Top academic: ‘More sex education is not the answer’

Explicit sex education materials for children as young as five have been slammed by a leading academic.

Professor Brenda Almond said that most five-year-olds have no interest in matters to do with sex and “wouldn’t even recognise the word”.

And she believes that teenage pregnancies and other related problems “will not be solved” by more sex education.

Worrying

Prof Almond referred to the “worrying new investigation”, which was conducted recently by The Christian Institute.

Commenting on the explicit sex ed materials she warned: “There are comic-book-style pictures of different sexual positions, cartoon explanations of masturbation and orgasm, and crayoned drawings that are supposed to explain the difference between heterosexuality and homosexuality — with anal sex getting a special mention.”

Her conclusion was clear: “For five-year-olds! So much for an age of innocence”.

Five

The professor went on: “Teenagers can legally drive a car when they are 17, but we wouldn’t dream of starting to teach them how to do it when they are five.

“So why is it suddenly different when it comes to sex?”

She concluded: “Answer: it isn’t”.

Emotionally ready

She went on to argue that children aged five to eight are “simply not emotionally ready for this sort of information.”

Not only are their bodies not ready for sex, she said, but neither are their minds.

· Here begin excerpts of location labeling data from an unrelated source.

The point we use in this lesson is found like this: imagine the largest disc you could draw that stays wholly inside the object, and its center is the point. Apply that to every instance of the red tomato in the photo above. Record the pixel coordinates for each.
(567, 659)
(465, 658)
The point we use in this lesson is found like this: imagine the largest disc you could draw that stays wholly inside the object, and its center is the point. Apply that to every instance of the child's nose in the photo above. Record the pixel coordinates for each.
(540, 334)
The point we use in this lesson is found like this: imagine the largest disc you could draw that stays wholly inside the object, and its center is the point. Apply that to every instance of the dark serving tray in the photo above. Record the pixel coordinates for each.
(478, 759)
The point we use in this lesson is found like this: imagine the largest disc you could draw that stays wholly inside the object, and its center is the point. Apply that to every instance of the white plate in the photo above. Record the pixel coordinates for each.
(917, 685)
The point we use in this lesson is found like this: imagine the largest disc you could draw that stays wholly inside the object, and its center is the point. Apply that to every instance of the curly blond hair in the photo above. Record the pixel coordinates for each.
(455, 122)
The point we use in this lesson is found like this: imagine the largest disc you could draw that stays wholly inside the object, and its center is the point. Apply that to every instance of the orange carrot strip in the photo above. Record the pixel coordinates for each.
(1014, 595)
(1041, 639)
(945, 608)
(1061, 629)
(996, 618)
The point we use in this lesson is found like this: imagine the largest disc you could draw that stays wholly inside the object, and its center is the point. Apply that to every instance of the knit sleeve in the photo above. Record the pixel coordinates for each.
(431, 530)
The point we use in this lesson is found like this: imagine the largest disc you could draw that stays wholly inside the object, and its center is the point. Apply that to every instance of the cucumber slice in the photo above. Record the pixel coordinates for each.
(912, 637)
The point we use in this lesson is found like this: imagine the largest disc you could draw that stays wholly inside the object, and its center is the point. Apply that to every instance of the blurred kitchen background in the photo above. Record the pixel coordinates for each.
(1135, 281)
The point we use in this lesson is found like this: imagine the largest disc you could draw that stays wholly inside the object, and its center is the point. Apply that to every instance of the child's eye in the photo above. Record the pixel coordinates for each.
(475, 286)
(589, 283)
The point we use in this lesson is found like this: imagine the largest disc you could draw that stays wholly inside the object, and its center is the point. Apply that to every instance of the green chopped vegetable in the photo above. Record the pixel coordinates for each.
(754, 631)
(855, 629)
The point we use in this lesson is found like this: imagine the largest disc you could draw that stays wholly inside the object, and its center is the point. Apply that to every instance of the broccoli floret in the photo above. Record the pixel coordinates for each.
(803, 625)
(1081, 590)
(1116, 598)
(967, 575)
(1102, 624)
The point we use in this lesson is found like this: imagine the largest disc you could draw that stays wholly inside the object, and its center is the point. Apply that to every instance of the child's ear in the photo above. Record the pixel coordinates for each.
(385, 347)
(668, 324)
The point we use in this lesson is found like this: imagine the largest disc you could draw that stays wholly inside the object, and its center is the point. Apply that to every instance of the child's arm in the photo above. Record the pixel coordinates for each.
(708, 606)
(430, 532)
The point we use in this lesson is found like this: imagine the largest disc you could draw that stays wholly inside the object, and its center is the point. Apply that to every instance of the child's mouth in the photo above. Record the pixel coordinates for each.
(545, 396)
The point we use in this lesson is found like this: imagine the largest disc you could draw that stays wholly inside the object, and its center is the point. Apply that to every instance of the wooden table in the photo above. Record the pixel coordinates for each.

“It plays no part in their lives and that, in my opinion, is exactly how it should stay”.

Wonderful time

Psychologists and teachers, she explained, are well aware that the years from seven to eleven in a child’s life are a “wonderful time for teaching”.

“They’re so interested in everything – making things, forming friendships, joining activity clubs and developing skills in music, art, sport, language, cookery and competitive games”, she said.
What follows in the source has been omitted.